Mengabaikan suasana kelas yang sepi, hanya penuh oleh suara ketikan keyboard dan detakan jarum jam.

Cewek yang akrab dipanggil Rinai atau Rin itu tersenyum. Ia berhasil menyelesaikan cerpennya yang entah ke berapa.

"Akhirnya, tinggal dikirim ke Kak Lintas." Rinai mendesah lega, sambil melakukan peregangan yang biasa dilakukan ketika bangun tidur. Suara peregangan otot-otot itu membuat Rinai tersenyum.

Ia sudah mengirim cerpennya pada Lintas, cowok yang menjadi tutor yang merangkap menjadi editornya dalam masalah penerbitan. Baik itu puisi, essay, cerbung, kisah inspiratif, cerpen, cermin, one shot story, bahkan novel.

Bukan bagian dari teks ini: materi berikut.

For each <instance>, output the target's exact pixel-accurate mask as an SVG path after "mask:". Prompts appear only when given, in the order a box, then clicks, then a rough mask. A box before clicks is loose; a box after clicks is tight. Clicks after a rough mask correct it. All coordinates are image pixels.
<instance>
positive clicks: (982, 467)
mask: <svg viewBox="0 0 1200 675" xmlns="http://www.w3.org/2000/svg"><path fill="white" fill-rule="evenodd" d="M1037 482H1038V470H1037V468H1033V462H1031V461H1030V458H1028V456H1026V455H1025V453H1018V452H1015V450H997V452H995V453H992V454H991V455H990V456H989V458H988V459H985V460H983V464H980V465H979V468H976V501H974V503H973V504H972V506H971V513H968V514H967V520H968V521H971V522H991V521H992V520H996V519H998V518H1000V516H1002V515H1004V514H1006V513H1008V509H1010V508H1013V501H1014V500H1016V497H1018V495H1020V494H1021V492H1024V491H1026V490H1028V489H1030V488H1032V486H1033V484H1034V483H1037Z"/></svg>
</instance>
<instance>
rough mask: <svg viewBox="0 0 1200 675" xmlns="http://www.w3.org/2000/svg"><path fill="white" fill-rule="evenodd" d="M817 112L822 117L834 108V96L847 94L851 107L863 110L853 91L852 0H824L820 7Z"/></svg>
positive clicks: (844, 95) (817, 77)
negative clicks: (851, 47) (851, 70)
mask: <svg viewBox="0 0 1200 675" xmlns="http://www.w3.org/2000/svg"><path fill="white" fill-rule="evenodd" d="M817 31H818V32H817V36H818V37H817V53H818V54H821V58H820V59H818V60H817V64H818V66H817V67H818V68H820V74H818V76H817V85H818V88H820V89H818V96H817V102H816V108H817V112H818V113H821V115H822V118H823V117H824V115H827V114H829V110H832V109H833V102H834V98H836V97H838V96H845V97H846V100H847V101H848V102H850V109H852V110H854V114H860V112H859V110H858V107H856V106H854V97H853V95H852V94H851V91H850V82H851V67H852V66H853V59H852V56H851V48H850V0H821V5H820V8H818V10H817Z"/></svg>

Rinai menyimpan laptop miliknya di laci meja. Ia beralih pada ponselnya yang tergeletak di meja.

"RINAAAAIII!"

Rinai mengelus dadanya. Jantungnya berdetak kencang.

Bukan, Rinai bukan sedang jatuh cinta ataupun bertemu dengan kekasih hatinya.

Tapi Rinai terkejut karena teriakan seorang cewek yang sekarang di hadapannya sedang ngos-ngosan.

"Ada apa sih, Bulan? Ngagetin tau nggak."

"Lo nggak ingat? Sekarang Langit mau duel sama Rangga di SMK Pradipta." Bulan Sabit, cewek yang akrab disapa Bulan itu memberitahu maksud kedatangannya.

Rinai menepuk dahinya keras, "Oh iya! Terus sekarang gimana?!"

Bulan membantu Rinai membereskan alat tulisnya tanpa menjawab Rinai.
Lalu mereka berlari menuju parkiran. Rinai langsung menaiki Scoopy pink milik Bulan. Dan tak lama kemudian, motor yang dikendarai oleh Bulan melesat membelah jalan.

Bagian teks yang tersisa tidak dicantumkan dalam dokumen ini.